建築賞
森のおうち保育園



丘陵地の閑静な住宅地の中にある保育園は、できるだけ土地の自然環境と共存しながら、子どもたちの遊び場となるような園舎を作るように計画されている。傾斜地で一般な造成はせずに、当初より敷地内にあった大樹をできるだけそのまま残し、敷地の傾斜もほぼそのまま利用する形で、建物を慎重に配置している。建築の計画も屋内外が一体的かつ有機的に連続していて、保育室からスロープとなっている外廊下を経て園庭までが一体化した空間となっている。子供たちは、自然の野山を使って生活するのと同じように、この変化に富んだ空間を思い思いに使っていることだろう。

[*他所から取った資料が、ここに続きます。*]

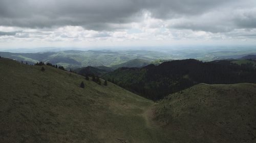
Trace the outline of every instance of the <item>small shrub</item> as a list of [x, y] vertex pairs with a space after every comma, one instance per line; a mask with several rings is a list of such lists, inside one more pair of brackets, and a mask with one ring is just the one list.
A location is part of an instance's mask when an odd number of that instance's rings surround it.
[[41, 68], [41, 71], [44, 71], [45, 70], [46, 70], [46, 69], [45, 69], [45, 68], [44, 68], [44, 67], [42, 67], [42, 68]]
[[86, 79], [87, 80], [89, 80], [89, 77], [88, 77], [88, 76], [86, 76]]
[[83, 89], [84, 88], [84, 84], [83, 83], [83, 82], [82, 81], [82, 82], [81, 82], [81, 84], [80, 84], [80, 87]]

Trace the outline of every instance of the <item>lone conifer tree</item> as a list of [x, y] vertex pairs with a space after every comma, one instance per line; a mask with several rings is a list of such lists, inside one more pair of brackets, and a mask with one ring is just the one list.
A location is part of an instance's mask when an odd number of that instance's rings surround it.
[[86, 75], [86, 79], [87, 80], [89, 80], [89, 77], [88, 77], [88, 76], [87, 75]]
[[96, 82], [99, 82], [99, 81], [100, 81], [100, 80], [99, 80], [99, 76], [96, 76]]
[[82, 82], [81, 82], [81, 84], [80, 84], [80, 87], [83, 89], [84, 88], [84, 84], [83, 83], [83, 82], [82, 81]]
[[44, 67], [42, 67], [42, 68], [41, 68], [41, 71], [44, 71], [45, 70], [46, 70], [46, 69], [45, 69], [45, 68], [44, 68]]

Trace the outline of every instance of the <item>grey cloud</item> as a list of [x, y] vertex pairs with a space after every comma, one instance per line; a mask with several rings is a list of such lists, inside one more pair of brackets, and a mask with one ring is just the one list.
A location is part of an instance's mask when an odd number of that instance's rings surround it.
[[15, 36], [17, 33], [20, 32], [20, 31], [15, 32], [1, 32], [0, 36]]
[[[252, 0], [1, 0], [0, 25], [32, 28], [79, 25], [86, 29], [111, 31], [129, 28], [123, 24], [141, 20], [142, 12], [163, 20], [200, 17], [213, 10], [255, 4]], [[246, 3], [244, 4], [244, 3]], [[248, 4], [248, 5], [247, 5]], [[254, 6], [254, 7], [256, 6]], [[246, 8], [246, 7], [245, 7]], [[218, 17], [218, 16], [216, 16]], [[210, 24], [198, 21], [171, 26], [176, 28], [226, 32], [236, 27], [255, 27], [254, 19], [234, 19], [230, 23], [220, 20]], [[233, 25], [236, 25], [234, 26]]]

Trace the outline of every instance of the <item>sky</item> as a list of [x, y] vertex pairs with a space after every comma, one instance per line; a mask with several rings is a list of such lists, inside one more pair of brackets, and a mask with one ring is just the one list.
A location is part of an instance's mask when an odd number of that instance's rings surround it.
[[0, 48], [256, 45], [255, 0], [0, 0]]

こうした空間を実現するために、木造の柱は森の中のように不規則に配置され、場所によって床や天井の高さも様々に変化する。ほとんど直角のない複雑な空間を作り上げるには多くの苦労が伴っただろうが、その細やかな努力がこの建築の魅力を高めている。屋根や窓の表現も細かく分節されて大きな木陰に隠れており、戸建て住宅地の中の小公園のような印象で、その存在感を消している。この保育園の存在は、時を経てここで育つ子供たちの記憶に残り、この街に欠かせない風景の一部となることだろう。